100 Things I Need To Work On #6: Caring Too Much About Other People’s Opinions Of Me

(Pictured: They surely aren’t talking about me!)

Throughout my elementary school and high school life, I was bullied by a bunch of guys (and by a bunch I meant 20 or 30) because I wouldn’t put up a fight. I hate confrontation, so I just decided to cough up whatever money I had to them. It was terrible, and I can imagine that it’s affected me greatly throughout my life.

Fast forward to today, I am hyper aware and hyper conscious of what people around me tell me. Do I care so much because I want so much to be accepted by society? Is this a self-defense mechanism or a means to control people’s opinions? It could very well be both, but I wish that I didn’t care too much about people’s opinions of me.

This is a tough one since it’s been ingrained in me practically my whole life. I broke social boundaries because I would rather do that and know what people are talking about rather than not knowing what people are thinking of me behind my back. My girl side, I would imagine, was part of this rebellion, and I lost the opportunity to be with a really nice girl because of my experimentations.

But don’t get me wrong: I don’t regret what I’ve done. Being a girl part of the time was a great learning experience for me and makes me appreciate women even more. It’s just too bad that I’m still dealing with caring too much about public opinion of me than anything.

100 Things I’m Thankful For #5: The Idea of Being In Love

(Pictured: Chi and Hideki. Aren’t they cute?)

I’ve always wondered if I was ever in love at some point in my life. This goes hand in hand with the possessive thing, as I’m not sure if I treated my past girlfriends as possessions rather than people I adore.

Still, this hasn’t stopped me from thinking about being in love. To me, being in love is a fleeting moment where your heart yearns for another person’s warmth and caress. The idea of it is so appealing to me since I’m such a hopeless romantic that I tend to seek it as much as possible when I’m not in one.

Funny thing is that before that, I never sought for it at all.

Maybe someday I’ll write about falling in love with someone in this blog. Maybe.

(Updated) Halloween Costume #2: Alice

Just wanted to post my rendition of Alice. Our office’s theme is Disney, but I decided that I didn’t just want to be the regular Alice in the Disney films.

Updated: I changed the photo so you can get a clearer picture of what I looked like.

My Girl Side Is Dead. Also, Being Tired and George Foreman

Just wanted to officially state that my “girl side” is dead. I’ll be packing all her things and shoving them into a box soon and focusing on my healing over the next few days/weeks/months. Like I mentioned earlier, I’ll write more about my experience as her at some point in the future, but I just don’t feel like talking about her while at work.

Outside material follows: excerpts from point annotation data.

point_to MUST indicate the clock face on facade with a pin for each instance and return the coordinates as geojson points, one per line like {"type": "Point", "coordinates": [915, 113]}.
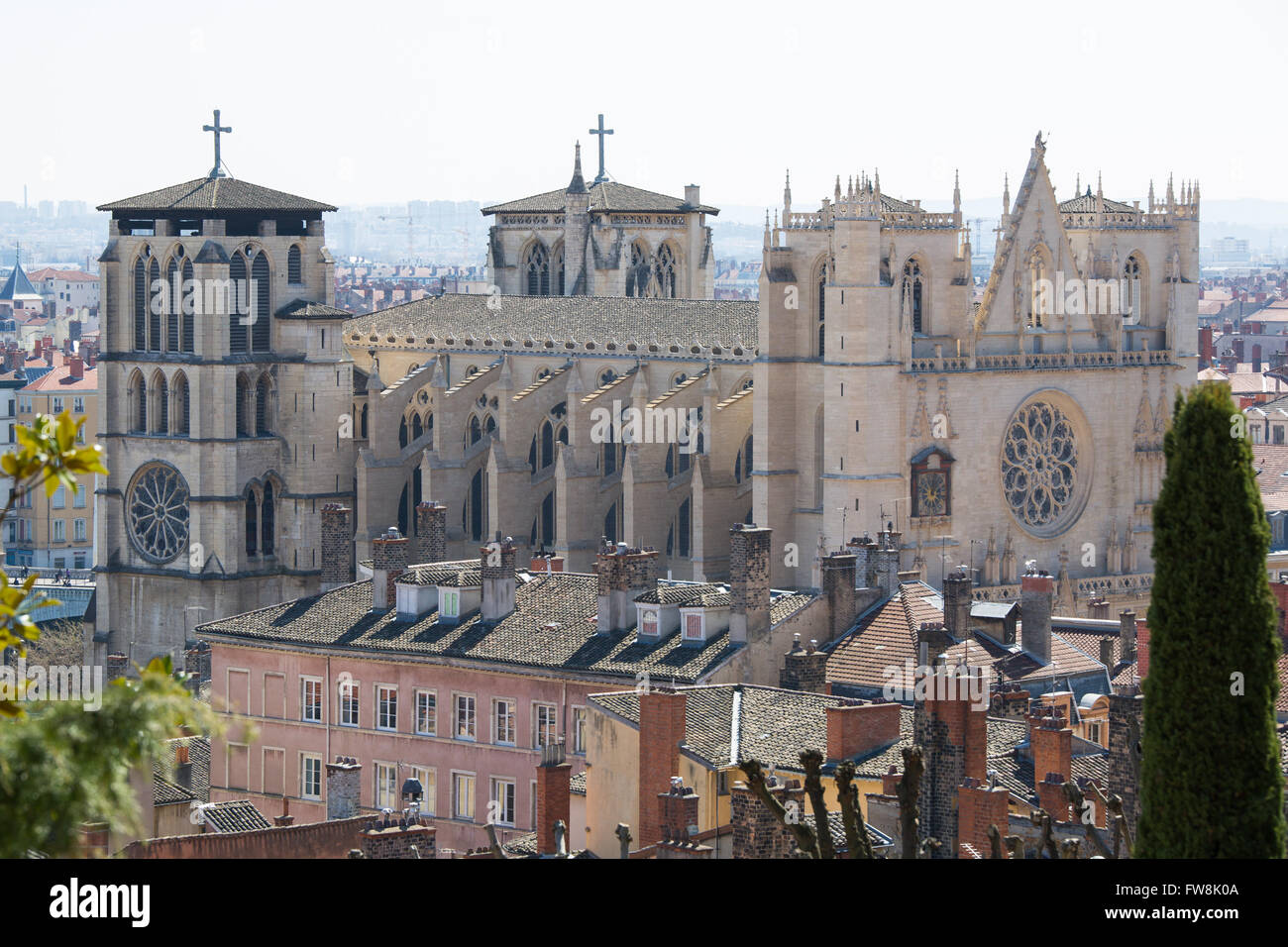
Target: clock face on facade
{"type": "Point", "coordinates": [931, 493]}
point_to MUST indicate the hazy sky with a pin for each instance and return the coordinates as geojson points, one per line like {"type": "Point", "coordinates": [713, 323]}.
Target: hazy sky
{"type": "Point", "coordinates": [372, 102]}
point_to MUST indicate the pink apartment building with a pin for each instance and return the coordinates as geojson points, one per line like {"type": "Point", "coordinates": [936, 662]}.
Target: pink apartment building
{"type": "Point", "coordinates": [458, 673]}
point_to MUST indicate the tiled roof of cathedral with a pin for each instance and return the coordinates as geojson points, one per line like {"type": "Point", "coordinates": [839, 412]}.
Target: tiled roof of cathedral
{"type": "Point", "coordinates": [887, 637]}
{"type": "Point", "coordinates": [605, 196]}
{"type": "Point", "coordinates": [217, 193]}
{"type": "Point", "coordinates": [537, 324]}
{"type": "Point", "coordinates": [1086, 204]}
{"type": "Point", "coordinates": [304, 309]}
{"type": "Point", "coordinates": [552, 628]}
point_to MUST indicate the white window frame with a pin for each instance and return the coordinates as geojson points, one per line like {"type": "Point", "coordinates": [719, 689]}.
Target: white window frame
{"type": "Point", "coordinates": [503, 736]}
{"type": "Point", "coordinates": [503, 806]}
{"type": "Point", "coordinates": [305, 681]}
{"type": "Point", "coordinates": [458, 696]}
{"type": "Point", "coordinates": [458, 775]}
{"type": "Point", "coordinates": [386, 785]}
{"type": "Point", "coordinates": [537, 707]}
{"type": "Point", "coordinates": [420, 701]}
{"type": "Point", "coordinates": [310, 761]}
{"type": "Point", "coordinates": [381, 719]}
{"type": "Point", "coordinates": [348, 701]}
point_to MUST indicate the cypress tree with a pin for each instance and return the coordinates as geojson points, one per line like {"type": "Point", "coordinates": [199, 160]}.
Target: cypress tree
{"type": "Point", "coordinates": [1211, 783]}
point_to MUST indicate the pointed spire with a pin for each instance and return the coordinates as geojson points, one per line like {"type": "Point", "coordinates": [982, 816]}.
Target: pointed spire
{"type": "Point", "coordinates": [578, 185]}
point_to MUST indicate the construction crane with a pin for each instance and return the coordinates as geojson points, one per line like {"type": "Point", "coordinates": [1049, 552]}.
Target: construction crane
{"type": "Point", "coordinates": [411, 223]}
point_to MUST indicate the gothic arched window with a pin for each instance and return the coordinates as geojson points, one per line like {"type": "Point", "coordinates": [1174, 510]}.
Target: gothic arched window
{"type": "Point", "coordinates": [263, 296]}
{"type": "Point", "coordinates": [141, 304]}
{"type": "Point", "coordinates": [239, 304]}
{"type": "Point", "coordinates": [156, 305]}
{"type": "Point", "coordinates": [913, 292]}
{"type": "Point", "coordinates": [252, 522]}
{"type": "Point", "coordinates": [666, 270]}
{"type": "Point", "coordinates": [263, 392]}
{"type": "Point", "coordinates": [537, 266]}
{"type": "Point", "coordinates": [243, 406]}
{"type": "Point", "coordinates": [266, 521]}
{"type": "Point", "coordinates": [181, 406]}
{"type": "Point", "coordinates": [188, 309]}
{"type": "Point", "coordinates": [636, 277]}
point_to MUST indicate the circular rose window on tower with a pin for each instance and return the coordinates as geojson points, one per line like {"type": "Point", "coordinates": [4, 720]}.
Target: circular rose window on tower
{"type": "Point", "coordinates": [156, 510]}
{"type": "Point", "coordinates": [1046, 467]}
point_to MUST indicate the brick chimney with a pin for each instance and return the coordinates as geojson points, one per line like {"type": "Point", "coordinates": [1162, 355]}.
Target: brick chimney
{"type": "Point", "coordinates": [853, 729]}
{"type": "Point", "coordinates": [661, 733]}
{"type": "Point", "coordinates": [978, 808]}
{"type": "Point", "coordinates": [336, 545]}
{"type": "Point", "coordinates": [1050, 742]}
{"type": "Point", "coordinates": [756, 834]}
{"type": "Point", "coordinates": [952, 728]}
{"type": "Point", "coordinates": [623, 574]}
{"type": "Point", "coordinates": [804, 668]}
{"type": "Point", "coordinates": [432, 531]}
{"type": "Point", "coordinates": [343, 788]}
{"type": "Point", "coordinates": [496, 569]}
{"type": "Point", "coordinates": [957, 595]}
{"type": "Point", "coordinates": [387, 561]}
{"type": "Point", "coordinates": [748, 579]}
{"type": "Point", "coordinates": [838, 579]}
{"type": "Point", "coordinates": [554, 800]}
{"type": "Point", "coordinates": [1037, 596]}
{"type": "Point", "coordinates": [1127, 634]}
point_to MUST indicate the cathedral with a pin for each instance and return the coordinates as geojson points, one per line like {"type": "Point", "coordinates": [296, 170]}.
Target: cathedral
{"type": "Point", "coordinates": [1024, 425]}
{"type": "Point", "coordinates": [871, 389]}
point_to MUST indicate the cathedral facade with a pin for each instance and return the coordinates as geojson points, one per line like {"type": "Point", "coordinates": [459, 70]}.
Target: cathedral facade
{"type": "Point", "coordinates": [1021, 425]}
{"type": "Point", "coordinates": [226, 386]}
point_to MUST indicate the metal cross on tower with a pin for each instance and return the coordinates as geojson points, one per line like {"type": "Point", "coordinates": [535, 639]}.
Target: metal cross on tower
{"type": "Point", "coordinates": [601, 176]}
{"type": "Point", "coordinates": [217, 128]}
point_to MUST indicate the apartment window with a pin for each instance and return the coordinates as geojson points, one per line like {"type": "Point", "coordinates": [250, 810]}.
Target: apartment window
{"type": "Point", "coordinates": [386, 707]}
{"type": "Point", "coordinates": [310, 699]}
{"type": "Point", "coordinates": [429, 785]}
{"type": "Point", "coordinates": [348, 703]}
{"type": "Point", "coordinates": [542, 724]}
{"type": "Point", "coordinates": [463, 795]}
{"type": "Point", "coordinates": [426, 712]}
{"type": "Point", "coordinates": [579, 729]}
{"type": "Point", "coordinates": [386, 787]}
{"type": "Point", "coordinates": [502, 802]}
{"type": "Point", "coordinates": [465, 728]}
{"type": "Point", "coordinates": [502, 720]}
{"type": "Point", "coordinates": [310, 777]}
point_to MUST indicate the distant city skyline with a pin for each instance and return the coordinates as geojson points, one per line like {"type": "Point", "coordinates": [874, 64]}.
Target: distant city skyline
{"type": "Point", "coordinates": [426, 99]}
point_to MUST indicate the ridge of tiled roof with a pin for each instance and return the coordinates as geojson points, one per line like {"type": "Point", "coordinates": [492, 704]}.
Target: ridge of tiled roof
{"type": "Point", "coordinates": [233, 815]}
{"type": "Point", "coordinates": [566, 324]}
{"type": "Point", "coordinates": [218, 193]}
{"type": "Point", "coordinates": [606, 196]}
{"type": "Point", "coordinates": [553, 628]}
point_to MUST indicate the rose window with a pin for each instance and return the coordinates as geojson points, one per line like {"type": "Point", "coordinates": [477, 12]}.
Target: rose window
{"type": "Point", "coordinates": [158, 513]}
{"type": "Point", "coordinates": [1039, 467]}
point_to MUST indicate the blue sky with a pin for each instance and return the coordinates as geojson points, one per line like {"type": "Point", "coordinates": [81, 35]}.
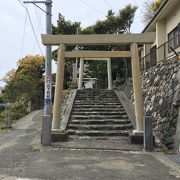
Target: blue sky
{"type": "Point", "coordinates": [15, 44]}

I’m thinking I can still blog at work, provided that I do short bursts… the “list” things that I created are perfect for that. I’ll probably add a couple or so posts with the “lists” in mind.

Right now, I’m so exhausted from not having a straight eight hours of rest. I’m guessing it’s because my mind is cluttered right now and have a lot to think about, but it’s alright. Every lunch time I take a nap in my car and get some good shut eye for an hour. Maybe I need to evaluate the time I spend at home and make sure that it’s being used in the best possible way.

For dinner tonight I was thinking of popping some steaks on the ol’ George Foreman grill. I was also contemplating on maybe having a flat steel top for my stove so that I don’t have to deal with the unevenness of the stove top. One of the many things that are on my mind. Maybe I should make a random things list?

Halloween Costume #1: Sweet Pea

So I decided to post a pic taken at last night’s party just for the hell of it. I’m supposed to be Sweet Pea from Sucker Punch and I tried to work with what I got. I think for the most part it looked cool and I got a lot of compliments… from my bestie’s family. I was using my alternate voice the whole time and some people thought I was a girl even when I left. It was a funny moment. I’ll post a pic of my other costume tomorrow once all that stuff’s said and done.